There have always been grumblings about Woods' on course behavior. Some have been persuasive, like Mark Kiszla's A little deportment, please. The most relevant were written by guys like Kiszla before Woods' fall from grace. The worst of them are being written now; convenient, snide, righteous little reminders to Woods of his post-debacle promise to be a better man and to show more respect for the game.

Tiger Woods is the man he is, no better and no worse. He's not Bobby Jones, or Jack Nicklaus, Ben Hogan or Phil Mickelson. His style as a player and a man are well known. He is not the kinda guy I'd like to hang out with and I find his fist pumps out of place.
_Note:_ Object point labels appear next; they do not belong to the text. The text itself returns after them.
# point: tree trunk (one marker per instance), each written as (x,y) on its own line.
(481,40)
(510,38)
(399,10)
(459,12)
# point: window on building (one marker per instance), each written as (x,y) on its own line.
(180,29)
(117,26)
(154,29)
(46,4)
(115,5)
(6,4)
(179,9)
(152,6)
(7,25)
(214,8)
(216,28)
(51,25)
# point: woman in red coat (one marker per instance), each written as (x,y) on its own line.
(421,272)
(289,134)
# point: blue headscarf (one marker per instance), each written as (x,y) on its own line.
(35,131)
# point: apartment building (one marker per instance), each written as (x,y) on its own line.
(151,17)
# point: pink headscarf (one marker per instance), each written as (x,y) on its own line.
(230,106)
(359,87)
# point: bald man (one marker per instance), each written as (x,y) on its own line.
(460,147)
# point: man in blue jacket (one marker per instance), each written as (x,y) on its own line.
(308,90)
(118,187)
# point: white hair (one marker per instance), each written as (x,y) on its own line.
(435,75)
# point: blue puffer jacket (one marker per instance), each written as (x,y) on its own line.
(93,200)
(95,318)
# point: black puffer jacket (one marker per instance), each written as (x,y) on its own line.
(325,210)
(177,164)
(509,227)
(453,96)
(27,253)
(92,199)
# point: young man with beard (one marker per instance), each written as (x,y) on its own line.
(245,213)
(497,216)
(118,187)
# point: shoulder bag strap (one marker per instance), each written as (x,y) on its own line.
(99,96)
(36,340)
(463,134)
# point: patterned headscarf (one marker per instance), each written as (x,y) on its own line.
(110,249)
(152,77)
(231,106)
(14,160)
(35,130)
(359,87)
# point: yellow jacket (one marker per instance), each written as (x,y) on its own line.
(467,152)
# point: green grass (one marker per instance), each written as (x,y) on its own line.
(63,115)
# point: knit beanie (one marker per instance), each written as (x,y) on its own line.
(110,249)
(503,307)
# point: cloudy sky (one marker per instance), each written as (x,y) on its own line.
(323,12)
But, most people who watch golf like Woods' fist pumps, they like a player who exults and who seethes and that's Woods. If Woods goes on to eclipse Nicklaus' record, he'll do it as he has done it. For his style is part of his substance. In that way, Tiger Woods is just like Ben Hogan.

Hogan was a frigid counterpoint to Woods' inferno. But, Hogan's cool was calculated. His unapproachable style merely added to his mystique. Woods, too, must know the effect his temper has on other players. His on course manner has always been intimidating, even back to his amateur days. If we measure Woods by his success on the course, can we really argue with his results?

So, even though I don't much like him, I hope that Woods stay true to himself.